Across Big Tech, spending plans are expanding at a rate the sector has never seen. Microsoft, Meta, Amazon and Alphabet are expected to raise their combined investment in AI by about 30% this year, pushing total outlay beyond $500 billion. 

This explains the unease on Wall Street. Investors are no longer impressed by scale; they want results from these Big Tech earnings.

Microsoft, once viewed as the early winner after backing OpenAI, is now being questioned. Its shares and Meta’s have both fallen more than 6% over the past three months of 2025. 

Amazon, helped by its November deal with OpenAI, edged up 5.1%, while Alphabet’s stock climbed nearly 29%, driven by strong feedback on Google’s Gemini 3 model and its deal to power Apple’s revamped Siri.

Alphabet has the upper hand in the AI race as investors recognize that proprietary ecosystems, such as Apple and Search in Google, are tough to penetrate,” said David Wagner, head of equities at Aptus Capital Advisors. “Like in the internet boom, the first-mover advantage doesn’t always win the marathon.”

Microsoft and Meta will report their earnings on Wednesday, with other Big Tech companies like Alphabet and Amazon following next week.

Forecasts note Google Cloud growth picked up to about 35% in the last quarter of 2025, while Microsoft’s Azure is expected to slow slightly to 38.8%. Amazon Web Services is seen growing just over 21%, still modest by historical standards.

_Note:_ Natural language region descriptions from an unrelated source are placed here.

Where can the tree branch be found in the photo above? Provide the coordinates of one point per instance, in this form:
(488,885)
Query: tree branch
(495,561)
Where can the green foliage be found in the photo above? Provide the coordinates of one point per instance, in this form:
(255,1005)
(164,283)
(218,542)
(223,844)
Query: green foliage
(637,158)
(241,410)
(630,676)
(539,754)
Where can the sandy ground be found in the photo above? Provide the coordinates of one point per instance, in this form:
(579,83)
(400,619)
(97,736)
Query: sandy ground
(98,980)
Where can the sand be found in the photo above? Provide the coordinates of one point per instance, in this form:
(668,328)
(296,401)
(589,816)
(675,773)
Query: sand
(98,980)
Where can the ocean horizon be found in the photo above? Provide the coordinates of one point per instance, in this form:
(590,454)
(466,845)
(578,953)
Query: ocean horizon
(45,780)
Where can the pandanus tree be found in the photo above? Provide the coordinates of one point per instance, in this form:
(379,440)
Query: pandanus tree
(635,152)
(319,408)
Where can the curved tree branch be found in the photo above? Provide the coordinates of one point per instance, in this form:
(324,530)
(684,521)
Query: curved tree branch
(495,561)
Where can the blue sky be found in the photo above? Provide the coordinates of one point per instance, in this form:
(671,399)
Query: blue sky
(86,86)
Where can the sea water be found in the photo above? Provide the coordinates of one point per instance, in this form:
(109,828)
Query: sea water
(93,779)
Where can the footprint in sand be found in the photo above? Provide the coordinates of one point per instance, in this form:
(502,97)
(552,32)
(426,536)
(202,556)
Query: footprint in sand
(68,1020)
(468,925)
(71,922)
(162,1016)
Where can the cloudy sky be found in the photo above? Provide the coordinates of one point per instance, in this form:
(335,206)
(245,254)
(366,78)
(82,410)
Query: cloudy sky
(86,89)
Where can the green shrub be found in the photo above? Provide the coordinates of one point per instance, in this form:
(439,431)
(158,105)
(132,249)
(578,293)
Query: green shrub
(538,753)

The concern is whether companies using this technology are actually seeing benefits. A recent PwC survey of 4,454 chief executives found that more than half reported no revenue gains or cost savings from their investments so far.

For this not to be a bubble by definition, it requires that the benefits of this are much more evenly spread,” Microsoft chief executive Satya Nadella said at Davos.

Microsoft’s own challenges are increasing. Analysts at Morgan Stanley describe sentiment around the company as a “wall of worry,” noting stronger competition in cloud services and its reliance on OpenAI, where it holds a 27% stake. 

The company has also warned that shortages in AI capacity will last until at least June, while high memory chip prices are weighing on the wider PC market, a key part of its Windows and Xbox business. 

Revenue growth for the quarter is expected to slow to about 15.3%, the weakest in three quarters.

Alphabet, by contrast, is benefiting from tighter links between AI and its core search business, alongside a steadier advertising market. It is also opening new ground by supplying its Tensor Processing Units to Anthropic, a move worth tens of billions of dollars and a break from its long-standing policy of keeping those chips for internal use.

Stronger ad targeting and recommendations are expected to lift Meta’s revenue by more than 20%, but heavy spending on elite AI hires is set to drag profits to their lowest level in almost three years. 

Meanwhile, growth in Amazon’s North American retail arm is slowing, but AWS is showing gradual improvement, helped by renewed confidence in its AI strategy.